Num documento a que a Lusa teve acesso, a PGR revelou que Exalgina Gambôa já foi notificada, enquanto Hailé Vicente da Cruz, que esteve na administração do banco Yetu, se encontra atualmente no exterior do país, não tendo sido ainda notificado.
O processo de inquérito foi aberto "em reação a informações e denúncias públicas" de que teve conhecimento.
Face aos factos apurados “foi aberto um processo-crime, por crimes de peculato, extorsão e corrupção” em que Exalgina Gambôa foi constituída arguida, sendo igualmente arguido no mesmo processo, pelos crimes de extorsão e corrupção, Hailé Musapé Vicente da Cruz.
No comunicado, a PGR “reitera o seu inabalável compromisso com a legalidade” e apelou ao respeito “a todos os atores sociais” pela presunção de inocência.
O nome de Exalgina Gambôa está envolvido em suspeitas desde o ano passado quando o ativista e jornalista Rafael Marques de Morais, que dirige o ‘site’ Maka Angola pediu uma investigação aos gastos exorbitantes da presidente do Tribunal de Contas (TdC).
Na altura, Rafael Marques de Morais revelou que as despesas da juíza, suportadas pelo erário público através do Cofre Privativo do Tribunal de Contas ascenderiam a cerca de 4 milhões de dólares (3,7 milhões de euros) e visavam o apetrechamento da residência, com mobílias adquiridas em duas empresas.

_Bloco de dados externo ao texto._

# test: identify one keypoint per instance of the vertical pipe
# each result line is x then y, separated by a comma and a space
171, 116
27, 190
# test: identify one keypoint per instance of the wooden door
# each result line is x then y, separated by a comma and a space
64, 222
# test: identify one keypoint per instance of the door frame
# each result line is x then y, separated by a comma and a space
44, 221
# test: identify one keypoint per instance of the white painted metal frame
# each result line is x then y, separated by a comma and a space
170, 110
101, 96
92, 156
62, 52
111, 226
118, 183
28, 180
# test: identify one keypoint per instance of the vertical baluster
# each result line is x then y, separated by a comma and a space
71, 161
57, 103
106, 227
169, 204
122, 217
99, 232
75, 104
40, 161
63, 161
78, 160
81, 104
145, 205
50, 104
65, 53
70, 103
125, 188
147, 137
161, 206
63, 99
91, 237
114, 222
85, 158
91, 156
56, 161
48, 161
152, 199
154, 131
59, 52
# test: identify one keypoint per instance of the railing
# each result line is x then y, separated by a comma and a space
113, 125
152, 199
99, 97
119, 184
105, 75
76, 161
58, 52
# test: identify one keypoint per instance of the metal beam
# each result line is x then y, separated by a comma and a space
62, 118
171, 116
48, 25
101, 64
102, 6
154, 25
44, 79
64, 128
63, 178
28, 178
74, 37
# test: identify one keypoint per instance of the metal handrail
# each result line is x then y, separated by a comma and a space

Exalgina Gambôa foi também alvo de notícias, veiculadas inicialmente pelo Africa Monitor e mais tarde pelo Correio Angolense, que envolviam o congelamento de contas de um filho seu (Hailé da Cruz), em Portugal, supostamente constituídas com valores provenientes da conta do TdC domiciliada no banco Yetu.

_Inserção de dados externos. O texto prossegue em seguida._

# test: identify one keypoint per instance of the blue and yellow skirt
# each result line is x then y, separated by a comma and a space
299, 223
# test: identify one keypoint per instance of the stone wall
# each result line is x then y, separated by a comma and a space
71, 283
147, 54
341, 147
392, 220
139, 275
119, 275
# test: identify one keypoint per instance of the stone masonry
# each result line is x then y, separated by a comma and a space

Segundo Rafael Marques de Morais, documentos provam que a juíza, além dos gastos em mobília e reabilitação de uma casa num “luxuoso” condomínio que lhe foi entregue a estrear e que foram superiores ao valor do imóvel (3,5 milhões de dólares) adquiriu também uma residência para a sua adjunta, no valor de 437 mil dólares.
Aponta ainda um “mistério”, aludindo ao pagamento de 526 milhões de kwanzas (1,1 milhões de euros ao câmbio atual) para a “aparente aquisição de nada”, verba que saiu do Cofre Privativo para a Urbanização Nova Vida.
Este projeto pertence á empresa Imogestin, responsável pela comercialização de imóveis públicos, cujo presidente é o ex-marido de Exalgina Gambôa, Rui Cruz (pai de Hailé da Cruz).
“Trata-se de uma situação inaceitável, absolutamente imoral”, reforçou Rafael Marques de Morais, numa carta dirigida à PGR, apelando a que se atue “imediatamente para acabar com todas as utilizações indevidas de fundos públicos” e que se instaure “o devido processo legal com vista à averiguação dos factos que parecem suspeitos”.
Numa outra carta, dirigida à presidente da Assembleia Nacional, o jornalista chama também a atenção de Carolina Cerqueira e dos deputados para a situação, no sentido de o parlamento exercer o seu papel de fiscalizador da atividade do Tribunal de Contas, “a fim da sua urgente resolução e responsabilização administrativa, política e criminal”.
Informações veiculadas no ano passado davam conta de que as autoridades portuguesas teriam congelado as contas de Hailé da Cruz, tendo este alegado que os fundos pertenciam à sua mãe, Exalgina Renée Vicente Olavo Gambôa.
O Africa Monitor avançava que pouco depois de assumir as funções de presidente do TdC, em 2018, Exalgina Gambôa ordenou a abertura de uma conta bancária no Banco Yetu, ao qual se juntou o seu filho, em setembro desse ano.
Em maio de 2021, Hailé Cruz ter-se-á incompatibilizado com Mário Gavião, presidente da comissão executiva do Banco Yetu, e saiu, tendo os fundos do TdC aí domiciliados sido transferidos para uma conta privada.
Exalgina Gambôa ter-se-á então deslocado a Portugal para tentar desbloquear o dinheiro e terá procurado o apoio do Presidente, João Lourenço, sem sucesso.